LOST シーズン3 : 特集

ネタバレ注意!本文はネタバレを含んでおりますのでお読みの際はご注意ください。

シーズン3で見せた新たな手法と今後の展開

 シーズン3の最終話を観てしまったあとでは、この先の展開を予想しようだなんて、おこがましい行為のように思えてしまう。

 シーズン2の最終話で、デズモンドが強制終了させたハッチは爆発した。かつてデズモンドがハッチの数字を押し遅れたとき、その強力な電磁波は遙か上空を飛んでいたオセアニック航空815便を墜落させた。今回は、さらに長い時間、電磁波が放出されたため、思いもよらない異変を巻き起こした可能性がある。そして、ハッチ内にいたロック、ミスター・エコー、デズモンドは無事なのか?

 「LOST」といえば、島で進行するドラマにフラッシュバックを織り交ぜた構成がトレードマークだった。しかし、最終話“Through the Looking Glass Part 1 & Part 2 ”(日本語題は「決行」と「終わりの始まり」)では、フラッシュバックの部分が、何の説明もなくフラッシュフォワードにすり替わっていたのである。

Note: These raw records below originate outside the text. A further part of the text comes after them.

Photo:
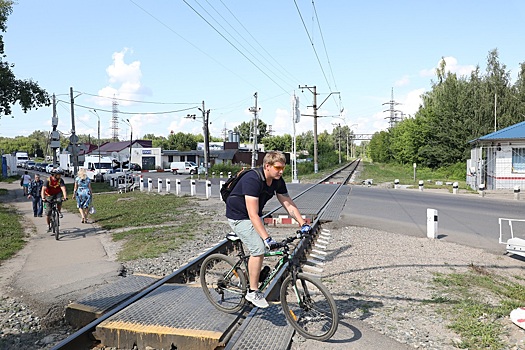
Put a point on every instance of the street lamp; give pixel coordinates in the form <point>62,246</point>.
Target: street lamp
<point>352,146</point>
<point>130,141</point>
<point>98,132</point>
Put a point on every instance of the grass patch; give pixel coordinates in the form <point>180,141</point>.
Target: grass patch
<point>477,302</point>
<point>11,232</point>
<point>381,172</point>
<point>149,224</point>
<point>134,209</point>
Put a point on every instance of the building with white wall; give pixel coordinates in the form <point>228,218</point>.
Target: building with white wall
<point>497,160</point>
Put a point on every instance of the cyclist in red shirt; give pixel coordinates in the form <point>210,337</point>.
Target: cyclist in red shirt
<point>54,188</point>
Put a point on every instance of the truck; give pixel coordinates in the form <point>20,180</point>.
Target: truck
<point>96,167</point>
<point>183,168</point>
<point>21,158</point>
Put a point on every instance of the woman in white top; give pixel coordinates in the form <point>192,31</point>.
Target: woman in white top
<point>83,193</point>
<point>26,180</point>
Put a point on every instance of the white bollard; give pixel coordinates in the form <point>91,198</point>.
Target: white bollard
<point>481,190</point>
<point>455,188</point>
<point>177,187</point>
<point>432,217</point>
<point>192,188</point>
<point>208,189</point>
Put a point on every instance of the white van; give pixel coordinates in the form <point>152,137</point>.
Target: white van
<point>183,168</point>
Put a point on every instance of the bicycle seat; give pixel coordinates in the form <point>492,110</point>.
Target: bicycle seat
<point>231,236</point>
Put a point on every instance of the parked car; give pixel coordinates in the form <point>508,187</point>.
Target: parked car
<point>42,167</point>
<point>29,165</point>
<point>50,167</point>
<point>135,167</point>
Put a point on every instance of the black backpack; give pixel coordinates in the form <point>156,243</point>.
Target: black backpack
<point>228,186</point>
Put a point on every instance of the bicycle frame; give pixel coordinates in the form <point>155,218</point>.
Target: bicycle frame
<point>286,257</point>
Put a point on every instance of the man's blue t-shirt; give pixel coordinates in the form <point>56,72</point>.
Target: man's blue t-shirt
<point>250,184</point>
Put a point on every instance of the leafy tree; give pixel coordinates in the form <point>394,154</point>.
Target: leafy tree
<point>24,92</point>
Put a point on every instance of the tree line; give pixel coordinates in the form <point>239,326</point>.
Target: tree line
<point>457,109</point>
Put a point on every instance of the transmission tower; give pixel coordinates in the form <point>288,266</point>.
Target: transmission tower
<point>114,120</point>
<point>393,118</point>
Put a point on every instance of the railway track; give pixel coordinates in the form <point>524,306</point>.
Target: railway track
<point>317,202</point>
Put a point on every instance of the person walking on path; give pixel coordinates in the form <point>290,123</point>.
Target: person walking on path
<point>35,193</point>
<point>24,181</point>
<point>54,189</point>
<point>244,210</point>
<point>83,193</point>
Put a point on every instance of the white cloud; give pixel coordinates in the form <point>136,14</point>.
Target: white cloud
<point>124,81</point>
<point>452,66</point>
<point>405,80</point>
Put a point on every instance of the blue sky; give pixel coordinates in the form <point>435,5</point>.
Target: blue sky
<point>160,59</point>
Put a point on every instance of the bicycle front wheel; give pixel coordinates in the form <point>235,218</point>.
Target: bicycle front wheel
<point>309,307</point>
<point>56,224</point>
<point>223,284</point>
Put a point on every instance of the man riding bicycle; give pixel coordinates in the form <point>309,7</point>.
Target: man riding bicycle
<point>54,189</point>
<point>244,210</point>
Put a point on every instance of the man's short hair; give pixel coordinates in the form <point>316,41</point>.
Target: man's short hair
<point>273,157</point>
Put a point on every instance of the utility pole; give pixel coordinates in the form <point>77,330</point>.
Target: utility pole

 未来を垣間見せるフラッシュフォワード手法は、映画やドラマでは滅多に使われることがない。観客を混乱させるリスクが高いうえに、未来を見せてしまうことで、現在進行しているドラマの興を殺ぐことになりかねないからだ。しかし、“Through the Looking Glass ”はどうだろう。島を脱出した未来の主人公たち――ジャックは不幸のどん底にあり、島に戻ることをなによりも望んでいるのだ!――を見せることにより、ファンの知的好奇心をこれ以上ないほど煽ってみせたのだ。

 しかも、今度の「LOST」では、従来のフラッシュバックと平行してフラッシュフォワードも用いられるようになるという。こんな大胆なテクニックを3年近くも隠し持っていたクリエイター連中(現在は、デイモン・リンデロフとカールトン・キューズが舵取りをしている)にはつくづく頭が下がるし、彼らを信じてついてきて良かったと心から思う。たぶん、「LOST」のファンも、みんな同じ気持ちじゃないだろうか。

 新たな展開に毎回驚かされてばかりだから、全米放送が始まってもいないシーズン4について、予想なんてできるわけがない。唯一分かっていることがあるとすれば、シーズン6まで続くことがすでに決定しているため、島の謎については明らかにならないだろうということくらいである。ただし、“他のものたち”が捜索隊を寄せつけない仕掛けを張り巡らし、別組織もこの島を探し求めていることから、特殊な資源があることは想像できる。

 また、帆船ブラックロック号が座礁していたり、4本指の不気味な銅像があったりすることから、歴史もかなり古い(“ダーマ・イニシアチブ”がやってきたのは1970年代のことだ)。シーズン3で島が妊婦に害を及ぼすことが明らかになったので、サンやケイトの今後の体調の変化から、ヒントを掴むことができるかもしれない。

 “他のものたち”のリーダー、ジェイコブの正体もついに明かされることになるかもしれない。個人的にもっとも注目しているのが、“他のものたち”のリチャード・アルパート(ネスター・ カーボネル)だ。彼はどうして年を取らないのか? もしかすると、彼が島の謎を解く鍵かも……。

 こうしてあれこれ思索に耽ることができるのが、「LOST」の最大の魅力かもしれない。